Unsurprisingly, Amedisys disputed DOJ’s allegations. In its answer to the complaint, Amedisys stated it had made its December 18 certification of substantial compliance in good faith. The company also described the government’s characterizations of the alleged facts as “misleading,” including because many of the 2.5 million documents Amedisys produced after the December certification responded to additional DOJ questions — not the Second Request itself.

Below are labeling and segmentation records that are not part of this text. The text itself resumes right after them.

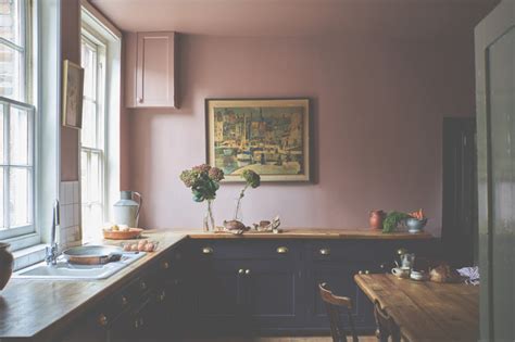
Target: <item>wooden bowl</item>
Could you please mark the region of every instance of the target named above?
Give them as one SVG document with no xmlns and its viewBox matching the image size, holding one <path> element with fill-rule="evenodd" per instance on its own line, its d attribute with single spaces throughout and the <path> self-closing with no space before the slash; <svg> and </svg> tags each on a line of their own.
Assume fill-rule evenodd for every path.
<svg viewBox="0 0 515 342">
<path fill-rule="evenodd" d="M 141 228 L 129 228 L 127 231 L 122 230 L 103 230 L 103 238 L 108 240 L 130 240 L 141 236 Z"/>
</svg>

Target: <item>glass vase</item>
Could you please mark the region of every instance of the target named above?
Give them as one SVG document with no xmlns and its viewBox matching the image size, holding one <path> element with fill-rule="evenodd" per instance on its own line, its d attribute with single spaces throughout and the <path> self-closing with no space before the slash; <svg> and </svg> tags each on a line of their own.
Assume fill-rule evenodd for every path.
<svg viewBox="0 0 515 342">
<path fill-rule="evenodd" d="M 208 211 L 204 216 L 204 231 L 214 231 L 213 200 L 208 200 Z"/>
<path fill-rule="evenodd" d="M 237 198 L 235 200 L 235 215 L 233 216 L 233 219 L 239 220 L 240 223 L 243 221 L 243 198 Z"/>
</svg>

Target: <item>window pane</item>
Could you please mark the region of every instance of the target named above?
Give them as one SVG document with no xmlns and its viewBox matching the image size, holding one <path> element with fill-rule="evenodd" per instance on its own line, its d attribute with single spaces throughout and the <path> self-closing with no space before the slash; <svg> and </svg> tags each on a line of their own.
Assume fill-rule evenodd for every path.
<svg viewBox="0 0 515 342">
<path fill-rule="evenodd" d="M 22 0 L 0 0 L 0 37 L 22 46 Z"/>
<path fill-rule="evenodd" d="M 27 168 L 11 167 L 9 173 L 10 227 L 30 224 L 29 189 L 30 172 Z"/>
<path fill-rule="evenodd" d="M 5 224 L 3 221 L 3 167 L 0 167 L 0 229 L 5 228 Z"/>
<path fill-rule="evenodd" d="M 80 152 L 80 189 L 81 189 L 81 203 L 88 202 L 88 153 Z M 84 215 L 83 215 L 84 217 Z"/>
<path fill-rule="evenodd" d="M 97 149 L 97 107 L 93 102 L 84 100 L 83 103 L 83 129 L 80 140 L 83 147 Z"/>
<path fill-rule="evenodd" d="M 91 153 L 91 178 L 90 178 L 90 198 L 91 202 L 101 202 L 102 179 L 100 176 L 100 156 L 98 153 Z"/>
<path fill-rule="evenodd" d="M 4 110 L 4 106 L 3 104 L 0 104 L 0 164 L 3 164 L 5 163 L 5 161 L 3 160 L 3 139 L 4 139 L 4 131 L 3 131 L 3 127 L 4 127 L 4 124 L 3 124 L 3 121 L 4 121 L 4 117 L 5 115 L 3 114 L 3 110 Z"/>
<path fill-rule="evenodd" d="M 24 101 L 23 54 L 0 43 L 0 96 Z"/>
<path fill-rule="evenodd" d="M 97 50 L 83 40 L 84 96 L 97 99 Z"/>
<path fill-rule="evenodd" d="M 9 123 L 9 148 L 11 164 L 28 165 L 28 112 L 11 106 Z"/>
</svg>

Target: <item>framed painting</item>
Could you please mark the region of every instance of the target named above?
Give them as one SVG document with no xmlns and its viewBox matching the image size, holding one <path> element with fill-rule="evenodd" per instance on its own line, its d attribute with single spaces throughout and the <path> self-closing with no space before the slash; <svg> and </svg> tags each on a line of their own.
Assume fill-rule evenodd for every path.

Amedisys later requested (and received) a stay of the HSR Act claim pending a trial on the Section 7 claim, which had been set for a bench trial in October 2025. When the DOJ announced the settlement with the merging parties on August 7, 2025, clearing the transaction to close with divestitures, the agency also included a settlement of the HSR claim in the proposed final judgment filed with the court. Specifically, the proposed final judgment stipulated that Amedisys would pay a $1.1 million fine to satisfy the HSR claim, in addition to conducting DOJ-approved antitrust compliance training for Amedisys’s corporate and field leadership. Given that the HSR claim was resolved in a broader settlement of the substantive merger litigation, it is unclear what this claim’s resolution would have been had it proceeded on a stand-alone basis.
Takeaways
While the DOJ’s settlement with UnitedHealth and Amedisys will, once adopted, forego judicial opinion on the merits of the DOJ’s HSR Act claim and therefore will not provide clear precedent on parties’ Second Request compliance obligations, the case still provides meaningful insights for practitioners and companies in front of the antitrust agencies. The DOJ’s prosecution of Second Request deficiencies serves as a reminder to practitioners and companies about the importance of thoroughness when complying with the HSR Act and Second Requests. Even though the Second Request legal standard of “substantial compliance” is plainly something short of “full compliance,” the antitrust agencies regularly scrutinize parties’ productions in Second Requests for any potential compliance deficiencies — including, e.g., missing file types and document volumes. Such deficiencies, if found, can give the agencies a lever for extracting more documents, information and time from the merging parties. Indeed, in the case of Amedisys, the DOJ was able to not only extract more than 2 million additional documents from the company following its identified deficiencies, but also delay the bringing of the lawsuit nearly eleven months after Amedisys originally certified substantial compliance with the Second Request.
Ultimately, the harmful effects of Second Request compliance issues can be multipronged. They can require significant labor and expense to remedy, and their distractive value can divert both company and agency resources away from engaging on the substantive merits of the transaction. And now, the DOJ has shown that it can obtain civil penalties for these issues as well.